Effect of protein kinase C inhibitors on porcine oocyte activation

The effect of protein kinase C (PKC) inhibitors on porcine oocyte activation by calcium ionophore A23187 was studied. Calcium ionophore applied in a 50 mu M concentration for 10 min induced activation in 74% of oocytes matured in vitro. When the ionophore-treated oocytes were exposed to the effect of bisindolylmaleimide I, which inhibits calcium-dependent PKC isotypes (PKC-alpha, -beta(1), -beta(II), -gamma) and calcium-independent PKC isotypes (PKC-delta, -epsilon), the portion of activated oocytes decreased (at a concentration of 100 nM, 2% of the oocytes were activated). Go6976, the inhibitor of calcium-dependent PKC isotypes PKC-beta, beta(I) did not prevent the action of the oocytes treated with calcium ionophore in concentrations from 1 to 100 mu M. The inhibitor of PKC-beta(I) and beta(II) isotypes, hispidin, in a concentration of 2 mu M-2 mM, was not effective either.

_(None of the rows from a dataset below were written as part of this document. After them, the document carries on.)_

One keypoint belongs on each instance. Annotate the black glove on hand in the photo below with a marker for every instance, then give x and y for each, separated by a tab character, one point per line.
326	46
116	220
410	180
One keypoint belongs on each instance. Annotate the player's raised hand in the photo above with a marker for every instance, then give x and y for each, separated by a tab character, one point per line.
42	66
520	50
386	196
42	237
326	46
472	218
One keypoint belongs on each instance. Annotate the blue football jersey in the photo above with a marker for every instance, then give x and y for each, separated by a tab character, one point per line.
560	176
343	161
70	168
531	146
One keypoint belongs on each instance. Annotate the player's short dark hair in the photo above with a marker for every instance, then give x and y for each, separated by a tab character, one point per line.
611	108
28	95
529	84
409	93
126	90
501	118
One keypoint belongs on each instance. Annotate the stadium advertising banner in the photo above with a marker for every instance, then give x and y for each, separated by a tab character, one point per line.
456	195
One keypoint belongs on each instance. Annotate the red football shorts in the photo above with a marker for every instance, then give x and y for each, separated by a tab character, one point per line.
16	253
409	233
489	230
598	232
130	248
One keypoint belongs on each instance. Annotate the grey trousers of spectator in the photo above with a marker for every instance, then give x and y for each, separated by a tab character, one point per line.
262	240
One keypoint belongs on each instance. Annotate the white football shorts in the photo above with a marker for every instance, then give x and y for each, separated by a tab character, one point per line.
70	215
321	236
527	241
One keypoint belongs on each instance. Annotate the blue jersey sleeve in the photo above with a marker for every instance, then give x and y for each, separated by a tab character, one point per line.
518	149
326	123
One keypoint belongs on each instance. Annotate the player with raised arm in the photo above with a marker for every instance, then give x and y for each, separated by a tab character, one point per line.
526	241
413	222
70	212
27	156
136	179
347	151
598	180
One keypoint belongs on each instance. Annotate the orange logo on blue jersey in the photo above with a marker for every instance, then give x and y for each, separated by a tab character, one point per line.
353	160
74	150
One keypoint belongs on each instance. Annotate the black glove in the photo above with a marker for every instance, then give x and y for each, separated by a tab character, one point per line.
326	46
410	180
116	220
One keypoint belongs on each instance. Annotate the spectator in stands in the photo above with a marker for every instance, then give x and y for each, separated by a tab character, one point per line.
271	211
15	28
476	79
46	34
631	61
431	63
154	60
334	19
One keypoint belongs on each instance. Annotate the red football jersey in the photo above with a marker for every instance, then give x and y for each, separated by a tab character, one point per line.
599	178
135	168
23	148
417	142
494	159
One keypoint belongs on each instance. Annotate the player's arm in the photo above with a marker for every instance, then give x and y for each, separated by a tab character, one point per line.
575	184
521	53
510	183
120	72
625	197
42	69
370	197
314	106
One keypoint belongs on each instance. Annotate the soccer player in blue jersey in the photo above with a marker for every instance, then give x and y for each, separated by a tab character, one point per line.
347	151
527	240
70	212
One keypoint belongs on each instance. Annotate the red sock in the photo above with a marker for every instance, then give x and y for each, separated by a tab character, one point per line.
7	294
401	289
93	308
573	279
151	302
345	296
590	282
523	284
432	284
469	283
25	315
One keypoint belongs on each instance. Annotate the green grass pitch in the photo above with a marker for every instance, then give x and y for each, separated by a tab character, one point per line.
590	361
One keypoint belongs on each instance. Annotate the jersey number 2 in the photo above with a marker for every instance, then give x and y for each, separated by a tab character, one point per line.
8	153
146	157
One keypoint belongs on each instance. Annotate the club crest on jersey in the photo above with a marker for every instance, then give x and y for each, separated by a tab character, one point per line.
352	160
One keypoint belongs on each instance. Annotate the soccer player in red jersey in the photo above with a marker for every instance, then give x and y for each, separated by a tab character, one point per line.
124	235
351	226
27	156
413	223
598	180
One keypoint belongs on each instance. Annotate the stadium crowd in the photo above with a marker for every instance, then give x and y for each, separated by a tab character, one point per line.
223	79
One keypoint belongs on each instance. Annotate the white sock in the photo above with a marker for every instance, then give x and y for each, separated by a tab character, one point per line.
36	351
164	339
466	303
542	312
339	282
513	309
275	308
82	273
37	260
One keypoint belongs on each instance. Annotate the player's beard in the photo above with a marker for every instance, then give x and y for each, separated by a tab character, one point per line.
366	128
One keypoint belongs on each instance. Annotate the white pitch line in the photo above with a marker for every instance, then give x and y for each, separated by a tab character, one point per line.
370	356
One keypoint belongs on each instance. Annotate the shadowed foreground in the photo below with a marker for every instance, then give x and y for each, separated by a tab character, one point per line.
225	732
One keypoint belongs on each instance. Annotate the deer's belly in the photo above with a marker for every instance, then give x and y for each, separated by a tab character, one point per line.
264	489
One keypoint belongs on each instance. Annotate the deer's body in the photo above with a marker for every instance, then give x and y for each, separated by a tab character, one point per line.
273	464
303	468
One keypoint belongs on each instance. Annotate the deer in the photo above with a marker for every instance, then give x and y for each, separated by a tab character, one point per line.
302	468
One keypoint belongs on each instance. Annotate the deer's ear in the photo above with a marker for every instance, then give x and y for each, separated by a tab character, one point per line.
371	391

The inhibitor of PKC-delta isotype, rottlerin, suppressed activation of the oocytes by calcium ionophopre (no oocyte was activated at 10 mu M concentration). The PKC-delta isotype in matured porcine oocytes, studied by Western blot analysis, appeared as nontruncated PKC-delta of 77.5 kDa molecular weight, on the one hand, and as truncated PKC-delta, which was present in the form of a doublet of approximately 62.5 and 68 kDa molecular weight, on the other hand. On the basis of these results, it can be supposed that PKC participates in the regulation of processes associated with oocyte activation. Calcium-dependent PKC-alpha, -beta isotypes do not seem to play any significant role in calcium activation. The activation seems to depend on the activity of the calcium-independent PKC-delta isoform.